Hello, I wanted to ask about the effectiveness of transformer model on small dataset(200K). I have been training a small transformer model (1 layer, 512 dim, 4 heads). I am trying to extract amount, date from OCR text from receipts, so the source sentences are very long(~500 words) and target sentences are just one word. I have run the training for 100K iterations, but the loss seems very high (~1.5). Should I keep running it for longer? Is a transformer model as effective as an RNN on a small dataset like mine?
At least for translation tasks, it is known that Transformer models perform worse than LSTM in small-data regimes.
But a loss of 1.5 seems quite good to me? Did you try running inference on real data?
So I guess I need to augment the data.
I will do an evaluation on the test set to compute sequence accuracy today.
I had look at the sequence accuracy and it actually pretty terrible. The low loss could be due to small target lenghts?
Hello Renjith,
pretrained Transformer like BART can be fine-tuned with a small dataset. Which language do you train?
How many target words do you have? Do they occur in the source sentence?
Are they usable for multiple labels? If they are repetitive clusters, then you should try a classification model.
Greetings from the multi translation space
https://bachstelze.gitlab.io/multisource/
The source dataset is in multiple languages (invoice ocrs)
The target words are all digits (amounts, dates). So my target vocab is quite small.
An example dataset would be like.
Source
Fl Qbuzz \ N# Vervoerbewijs 2,70 Eurokaartje VERKOCHT: 10/03/18 10:5lF 1 uur geldig in maximaal 2 zones Overstappen is toegestaan i PRIJS: € 2,70 Zonenummer: 1200 Ticketnummer: 01034531906151051001 Voertuignummer: 3453
Target 1
2.70
Target 2
2018-03-10
The targets may not occur as it is in source due to difference in formats (ex: 2,70 -> 2.70). Or due to OCR errors (2.T0 -> 2.70)
Are the multiple languages included in the pretraining of mBART?
But for me it seems like an OCR correction and extraction task, besides the multilingual aspect of the problem.

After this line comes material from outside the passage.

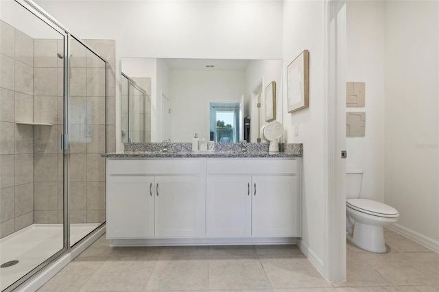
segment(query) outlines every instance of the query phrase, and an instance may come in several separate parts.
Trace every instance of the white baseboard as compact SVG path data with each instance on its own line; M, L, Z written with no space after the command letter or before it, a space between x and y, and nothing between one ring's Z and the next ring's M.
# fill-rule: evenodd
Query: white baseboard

The OCR is mainly of language english, german, russian etc.
Yes it is an OCR correction and extraction task. My training data has date and amount labels in same format (YYYY-MM-DD and %.2f).
I used transformer implementation here(https://www.tensorflow.org/tutorials/text/transformer) and used a subword tokenizer for ocr/amount/date and achived just 65% sequence accuracy.